10 Snowflake Concepts You Need To Know (+15 You Ought To)
### INTERFACE
1. Web UI: The central interface for managing and querying data.
2. CLI (Command-line Interface): An alternative method to connect to Snowflake using an IDE like Visual Studio Code.
### SESSION VARIABLES?
3. Virtual Warehouses: The compute engines responsible for performing data processing tasks.
4. Worksheets: Interface used to execute SQL queries. Each worksheet can have its own combination of role, virtual warehouse, database, and schema.
5. Context Functions: Provide information about various elements like session, account, users, etc., in the context of the executing query.
### OBJECT HIERARCHY
6. Schemas: Structures within a database used to group logically related tables and views, forming a part of the namespace along with the database.
- Public Schema: A default schema created with every database.
- Information Schema: Acts as a data dictionary and contains metadata like tables, columns, and data types.
### TABLES & VIEWS
7. Permanent Table: Stores data until explicitly dropped.
8. Transient Tables: Offer lower levels of data protection, suitable for less critical data.
9. Temp Tables: Exists for the duration of a user session, not visible to other users, and automatically dropped at the end of a session.
10. External Tables: Provide a view on top of files stored in a stage, used for reading external data.
11. Standard View: A database object that treats the result of a query as a virtual table, allowing it to be used in further queries and joins.

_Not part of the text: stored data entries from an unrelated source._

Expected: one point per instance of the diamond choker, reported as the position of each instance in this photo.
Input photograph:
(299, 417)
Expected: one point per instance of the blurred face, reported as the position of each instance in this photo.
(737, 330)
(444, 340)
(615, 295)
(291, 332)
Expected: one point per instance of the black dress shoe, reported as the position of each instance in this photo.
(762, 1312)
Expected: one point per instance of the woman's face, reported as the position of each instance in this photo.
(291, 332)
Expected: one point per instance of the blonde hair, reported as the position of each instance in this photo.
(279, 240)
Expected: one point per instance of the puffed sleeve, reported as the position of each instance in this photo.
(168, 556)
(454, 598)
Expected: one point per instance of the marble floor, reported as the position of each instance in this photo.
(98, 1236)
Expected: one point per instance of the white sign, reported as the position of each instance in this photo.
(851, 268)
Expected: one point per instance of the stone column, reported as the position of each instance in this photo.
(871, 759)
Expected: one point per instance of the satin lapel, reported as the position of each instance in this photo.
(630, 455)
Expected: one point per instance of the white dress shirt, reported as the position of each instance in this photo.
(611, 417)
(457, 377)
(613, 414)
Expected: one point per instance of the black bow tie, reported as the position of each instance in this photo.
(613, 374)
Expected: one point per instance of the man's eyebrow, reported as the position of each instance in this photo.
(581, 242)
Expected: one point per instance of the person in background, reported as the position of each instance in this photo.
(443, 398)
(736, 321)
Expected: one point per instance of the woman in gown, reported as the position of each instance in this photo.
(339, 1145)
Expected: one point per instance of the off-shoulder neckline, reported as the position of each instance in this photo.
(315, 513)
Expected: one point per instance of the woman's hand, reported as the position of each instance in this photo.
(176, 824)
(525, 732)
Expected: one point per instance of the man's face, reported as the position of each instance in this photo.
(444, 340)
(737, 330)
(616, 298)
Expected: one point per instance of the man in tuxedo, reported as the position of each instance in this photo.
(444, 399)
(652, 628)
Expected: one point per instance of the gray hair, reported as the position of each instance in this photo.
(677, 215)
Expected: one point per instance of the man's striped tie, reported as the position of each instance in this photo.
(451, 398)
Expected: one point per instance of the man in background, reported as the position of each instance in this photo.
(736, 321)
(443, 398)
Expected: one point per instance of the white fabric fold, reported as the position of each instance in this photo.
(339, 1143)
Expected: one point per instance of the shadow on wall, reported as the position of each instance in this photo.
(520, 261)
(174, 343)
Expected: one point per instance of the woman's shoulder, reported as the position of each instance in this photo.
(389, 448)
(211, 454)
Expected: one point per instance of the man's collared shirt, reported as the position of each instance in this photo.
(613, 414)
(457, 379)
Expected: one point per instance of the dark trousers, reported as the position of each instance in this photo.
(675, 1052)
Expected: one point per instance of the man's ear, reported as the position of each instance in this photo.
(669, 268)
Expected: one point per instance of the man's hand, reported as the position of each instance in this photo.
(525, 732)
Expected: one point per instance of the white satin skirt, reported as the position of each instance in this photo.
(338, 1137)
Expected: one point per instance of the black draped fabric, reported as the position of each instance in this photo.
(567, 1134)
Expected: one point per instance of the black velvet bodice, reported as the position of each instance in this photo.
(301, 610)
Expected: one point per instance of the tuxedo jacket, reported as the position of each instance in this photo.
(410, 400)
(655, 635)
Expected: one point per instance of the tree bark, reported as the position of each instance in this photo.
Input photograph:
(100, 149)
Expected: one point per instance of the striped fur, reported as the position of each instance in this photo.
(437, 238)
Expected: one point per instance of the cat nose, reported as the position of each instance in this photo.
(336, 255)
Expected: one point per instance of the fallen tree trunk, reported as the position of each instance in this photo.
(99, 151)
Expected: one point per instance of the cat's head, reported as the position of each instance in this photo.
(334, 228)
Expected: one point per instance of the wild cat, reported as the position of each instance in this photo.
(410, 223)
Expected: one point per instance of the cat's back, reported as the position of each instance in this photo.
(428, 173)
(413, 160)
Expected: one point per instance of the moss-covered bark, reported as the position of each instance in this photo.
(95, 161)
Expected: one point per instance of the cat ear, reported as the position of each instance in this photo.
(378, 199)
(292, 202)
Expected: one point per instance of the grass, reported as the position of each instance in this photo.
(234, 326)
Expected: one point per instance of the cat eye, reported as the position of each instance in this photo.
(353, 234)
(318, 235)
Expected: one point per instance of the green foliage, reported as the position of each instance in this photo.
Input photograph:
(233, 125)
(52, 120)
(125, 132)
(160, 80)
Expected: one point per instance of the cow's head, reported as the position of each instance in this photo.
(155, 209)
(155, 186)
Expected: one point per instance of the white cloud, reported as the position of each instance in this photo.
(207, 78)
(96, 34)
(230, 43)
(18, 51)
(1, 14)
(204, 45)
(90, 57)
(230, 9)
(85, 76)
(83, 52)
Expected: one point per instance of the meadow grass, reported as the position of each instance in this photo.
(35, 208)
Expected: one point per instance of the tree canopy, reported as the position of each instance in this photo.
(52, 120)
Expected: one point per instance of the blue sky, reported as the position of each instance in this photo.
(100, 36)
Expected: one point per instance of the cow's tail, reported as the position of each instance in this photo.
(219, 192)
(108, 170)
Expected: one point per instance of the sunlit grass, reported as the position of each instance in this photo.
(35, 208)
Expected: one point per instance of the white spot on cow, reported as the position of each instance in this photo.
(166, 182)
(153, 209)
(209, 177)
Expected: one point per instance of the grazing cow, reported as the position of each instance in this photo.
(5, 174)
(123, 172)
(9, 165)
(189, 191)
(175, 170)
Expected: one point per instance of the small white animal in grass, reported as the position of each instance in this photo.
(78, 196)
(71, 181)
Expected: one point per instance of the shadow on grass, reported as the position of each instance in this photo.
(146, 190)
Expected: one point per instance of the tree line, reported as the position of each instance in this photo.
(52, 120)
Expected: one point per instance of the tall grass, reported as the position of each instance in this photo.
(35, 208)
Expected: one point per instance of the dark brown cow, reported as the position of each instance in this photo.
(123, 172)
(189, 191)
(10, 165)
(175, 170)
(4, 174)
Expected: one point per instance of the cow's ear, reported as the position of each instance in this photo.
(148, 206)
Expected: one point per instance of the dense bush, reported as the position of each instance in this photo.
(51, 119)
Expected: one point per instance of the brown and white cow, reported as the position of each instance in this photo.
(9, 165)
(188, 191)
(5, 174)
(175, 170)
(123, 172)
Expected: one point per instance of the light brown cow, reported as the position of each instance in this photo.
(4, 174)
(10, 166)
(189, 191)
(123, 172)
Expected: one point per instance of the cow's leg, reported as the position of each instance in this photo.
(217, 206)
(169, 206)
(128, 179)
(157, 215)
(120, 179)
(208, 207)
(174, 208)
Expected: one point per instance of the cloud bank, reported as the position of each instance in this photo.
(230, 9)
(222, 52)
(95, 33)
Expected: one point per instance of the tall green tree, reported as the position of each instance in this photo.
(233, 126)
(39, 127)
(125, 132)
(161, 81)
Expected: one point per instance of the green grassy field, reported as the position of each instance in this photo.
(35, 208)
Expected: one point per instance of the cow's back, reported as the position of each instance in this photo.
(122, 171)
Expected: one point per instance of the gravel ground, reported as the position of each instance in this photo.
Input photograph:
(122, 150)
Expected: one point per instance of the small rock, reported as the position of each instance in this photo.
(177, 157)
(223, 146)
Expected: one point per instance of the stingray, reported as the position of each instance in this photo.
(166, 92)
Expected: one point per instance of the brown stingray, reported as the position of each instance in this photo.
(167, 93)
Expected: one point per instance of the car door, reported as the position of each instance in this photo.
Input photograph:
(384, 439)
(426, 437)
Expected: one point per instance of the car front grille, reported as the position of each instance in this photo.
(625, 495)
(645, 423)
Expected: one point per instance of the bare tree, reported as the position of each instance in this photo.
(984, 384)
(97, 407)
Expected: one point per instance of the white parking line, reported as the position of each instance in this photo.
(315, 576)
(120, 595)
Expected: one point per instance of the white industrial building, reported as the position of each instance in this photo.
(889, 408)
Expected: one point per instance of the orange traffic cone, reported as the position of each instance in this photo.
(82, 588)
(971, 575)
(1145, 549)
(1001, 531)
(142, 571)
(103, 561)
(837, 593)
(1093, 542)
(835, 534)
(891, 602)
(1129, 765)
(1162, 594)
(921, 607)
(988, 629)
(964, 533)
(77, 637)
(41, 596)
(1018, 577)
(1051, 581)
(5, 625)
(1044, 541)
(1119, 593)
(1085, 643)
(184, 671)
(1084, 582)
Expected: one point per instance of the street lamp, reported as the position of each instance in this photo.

12. Materialized View: A type of view where the query results are stored, improving performance by eliminating the need to re-run the query.
### DATA LOADING
13. File Format: Specification defining the structure of files to be processed, including aspects like header rows.
14. Stage: A logical concept representing an abstraction of a filesystem location, used for data storage and manipulation.
- External Stage: A reference to a cloud storage location, used for managing external data.
- Internal Stages: Area for loading data, typically from on-premises systems, using the CLI.
15. Snowpipe: A feature enabling continuous, automated data ingestion, or streaming.
### SEMI-STRUCTURED DATA
16. VARIANT: A universal data type in Snowflake capable of storing data of any type.
### DATA PROCESSING
17. Tasks: Scheduled execution of SQL statements, used for regular workloads like data transformation or processing.
18. Conjugate Task: A method to connect multiple tasks in a parent-child relationship, creating a hierarchy of tasks.
19. Stream: Monitors changes (inserts, updates, deletes) in a table, facilitating trigger-based data processing.
### DATA SHARING
20. Secure Data Sharing: Share data with other accounts via a soft reference to the tables, without physical data movement.
21. Reader Account: An account type for sharing data with non-Snowflake customers, acting as a subsidiary to the main account.
### ROLES
22. System Roles: Predefined roles include ACCOUNTADMIN, SYSADMIN, SECURITYADMIN, USERADMIN, and PUBLIC, each with specific privileges and responsibilities.
23. Custom Roles: User-defined roles. It's recommended to grant custom roles to the SYSADMIN role for comprehensive administrative privileges.
### PERFORMANCE OPTIMISATION & CONTINUOUS DATA PROTECTION
24. Clustering: A technique for data distribution into related storage blocks, involving sorting data into micro-partitions.
25. Time Travel: Enables users to access and retrieve historical data at or before a specific timestamp, including changes to data in tables, schemas, and databases.